The K-BDS is a repository for all types of data for biological research. Therefore, data submission forms were developed for each of the data types. Depending on the data type, different strategies were adopted to establish a data submission form that could make the inputted information sufficient and valuable. The formats of the data types are divided into three cases. First, for some data types, there is either an official standard file format (for example, DICOM for medical imaging data) or a de facto standard file format (for example, FASTQ for high-throughput genomic sequencing data).
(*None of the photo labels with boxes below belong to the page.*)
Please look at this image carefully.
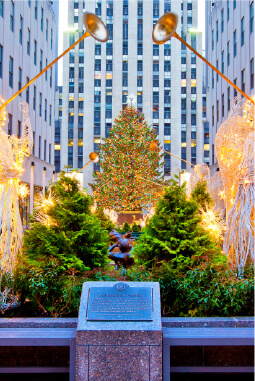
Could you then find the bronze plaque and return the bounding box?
[87,282,152,321]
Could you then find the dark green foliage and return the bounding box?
[16,172,109,316]
[95,206,116,232]
[191,181,213,210]
[145,257,254,317]
[134,180,219,267]
[121,222,131,234]
[131,222,141,233]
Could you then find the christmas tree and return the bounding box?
[90,106,164,211]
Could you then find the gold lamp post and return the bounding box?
[152,12,255,104]
[0,12,109,110]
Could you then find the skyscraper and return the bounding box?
[0,0,56,225]
[205,0,254,171]
[55,0,204,190]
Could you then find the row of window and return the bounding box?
[212,57,254,90]
[212,1,254,50]
[0,0,53,43]
[8,114,51,163]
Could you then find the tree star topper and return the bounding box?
[127,93,136,107]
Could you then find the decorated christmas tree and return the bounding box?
[90,106,164,211]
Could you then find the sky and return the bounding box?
[58,0,206,86]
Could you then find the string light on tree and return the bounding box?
[127,93,136,107]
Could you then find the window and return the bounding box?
[153,44,159,56]
[164,61,171,72]
[250,58,254,89]
[241,69,245,93]
[250,1,254,33]
[106,42,112,56]
[10,0,14,32]
[26,77,29,104]
[137,61,143,71]
[17,120,21,139]
[45,58,48,81]
[34,40,37,65]
[95,60,101,71]
[137,1,143,16]
[41,8,43,32]
[39,93,42,116]
[69,52,75,63]
[191,68,197,79]
[106,24,113,40]
[123,0,128,16]
[38,136,41,159]
[33,86,36,110]
[46,18,49,41]
[137,42,143,56]
[241,17,244,46]
[153,0,159,17]
[0,45,3,78]
[50,67,52,87]
[19,15,23,45]
[227,41,230,66]
[137,75,143,87]
[40,49,43,71]
[164,44,171,57]
[137,20,143,40]
[234,78,237,97]
[164,123,171,136]
[0,0,4,17]
[9,56,13,88]
[8,114,12,135]
[228,86,230,111]
[153,75,159,87]
[191,34,197,50]
[27,28,30,56]
[122,41,128,56]
[44,99,47,122]
[234,30,237,57]
[43,140,46,161]
[18,67,22,90]
[106,60,112,71]
[123,20,128,40]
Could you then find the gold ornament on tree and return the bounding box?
[0,102,33,275]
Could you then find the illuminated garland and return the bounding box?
[90,107,164,211]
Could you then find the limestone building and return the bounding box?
[55,0,204,190]
[205,0,254,168]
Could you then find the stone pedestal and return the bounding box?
[76,282,162,381]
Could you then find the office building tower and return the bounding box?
[57,0,204,190]
[0,0,56,226]
[205,0,254,168]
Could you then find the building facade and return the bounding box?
[0,0,56,225]
[55,0,204,190]
[205,0,254,167]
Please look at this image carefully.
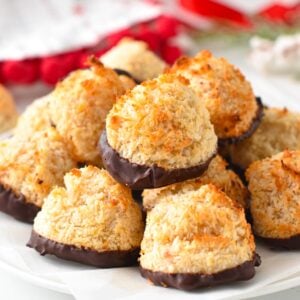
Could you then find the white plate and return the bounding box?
[0,45,300,300]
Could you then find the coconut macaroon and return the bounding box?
[49,59,125,165]
[0,84,18,133]
[226,108,300,170]
[115,70,136,91]
[100,38,167,82]
[0,127,77,223]
[140,184,259,290]
[142,155,248,211]
[14,96,51,137]
[169,50,262,144]
[246,150,300,249]
[28,166,144,268]
[100,74,217,190]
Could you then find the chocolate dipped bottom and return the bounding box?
[140,254,261,291]
[27,230,140,268]
[99,130,217,190]
[258,234,300,250]
[0,184,41,224]
[218,97,264,146]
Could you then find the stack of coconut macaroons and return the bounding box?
[0,39,300,290]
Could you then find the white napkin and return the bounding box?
[0,0,160,61]
[0,42,300,300]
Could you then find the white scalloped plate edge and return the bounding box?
[0,258,300,300]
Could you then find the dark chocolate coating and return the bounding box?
[0,184,41,224]
[27,230,140,268]
[99,130,216,190]
[258,234,300,250]
[140,254,261,291]
[218,97,264,146]
[114,68,141,84]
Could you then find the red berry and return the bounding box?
[41,50,83,85]
[0,63,4,83]
[2,59,39,84]
[162,44,182,64]
[155,16,180,39]
[79,52,91,69]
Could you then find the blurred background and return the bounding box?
[0,0,300,110]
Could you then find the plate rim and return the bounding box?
[0,253,300,300]
[0,258,72,295]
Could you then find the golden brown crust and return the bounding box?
[50,59,125,165]
[101,38,167,82]
[226,108,300,169]
[168,50,258,139]
[14,96,51,137]
[34,166,144,252]
[0,127,76,207]
[106,75,217,169]
[140,184,255,274]
[0,84,18,133]
[143,156,248,210]
[246,150,300,239]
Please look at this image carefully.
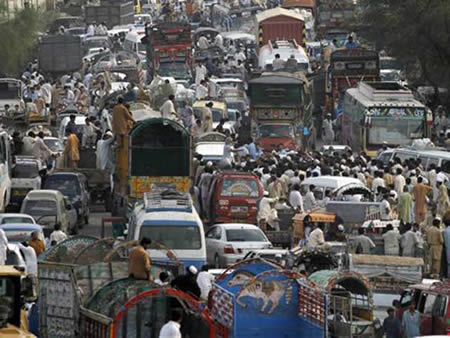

Such data types also usually have minimum information guidelines on how to prepare their metadata as well as established data archives specific to them, an example for functional genomics data is the Minimum Information About a Microarray Experiment (MIAME) guideline [10] and the Gene Expression Omnibus (GEO) archive [11]. In such cases, data submission forms in the K-BDS were kept mainly similar to those in the existing standards and archives for international interoperability. Second, some other data types do not have a clear standard. In such cases, experts from the corresponding research field reviewed and assembled existing international or domestic data specifications as well as their perspectives into a novel submission form. Last, other data types are unstructured and ad hoc, and their format depends on how the individual researchers organize various information. Such data are usually organized into a tabular spreadsheet form, similar to the supplementary information data that accompanies journal publications. For such unstructured data, the submission forms of the existing generalist repositories, such as BioStudies [12] and Figshare [13], were reviewed and assembled into a novel form for generalist data submission.

In developing the submission forms for all three cases, as mentioned above, for the various data types, experts from diverse areas in the Korean biology community participated in maximizing the submission forms' information content and scrutinizing them. A total of approximately 130 experts participated in the development of the data submission forms from 2020 to 2022. The submission forms are grouped into five major categories of data types (genomics, proteomics, metabolomics, chemicals, and bioimages) and some other categories.

Data Submission

The data submitters upload and submit any biological research data using the K-BDS submission system (Fig. 2). Users must sign up and login into their K-BDS account to submit their data to the K-BDS. Data submission to the K-BDS is comprised of three steps: (1) submit descriptions of biological research projects (BioProject is required), (2) submit a set of descriptions and metadata of biological material (BioSample is required for molecular biological data), and (3) submit a set of biological datasets including raw data and metadata (Fig. 3).

Fig. 2.

Schematic diagram of the Korea BioData Station (K-BDS), GBox, Bio-Express, and NoSQL database integration platform.

Fig. 3.

Screenshot of the Korea BioData Station (K-BDS) homepage.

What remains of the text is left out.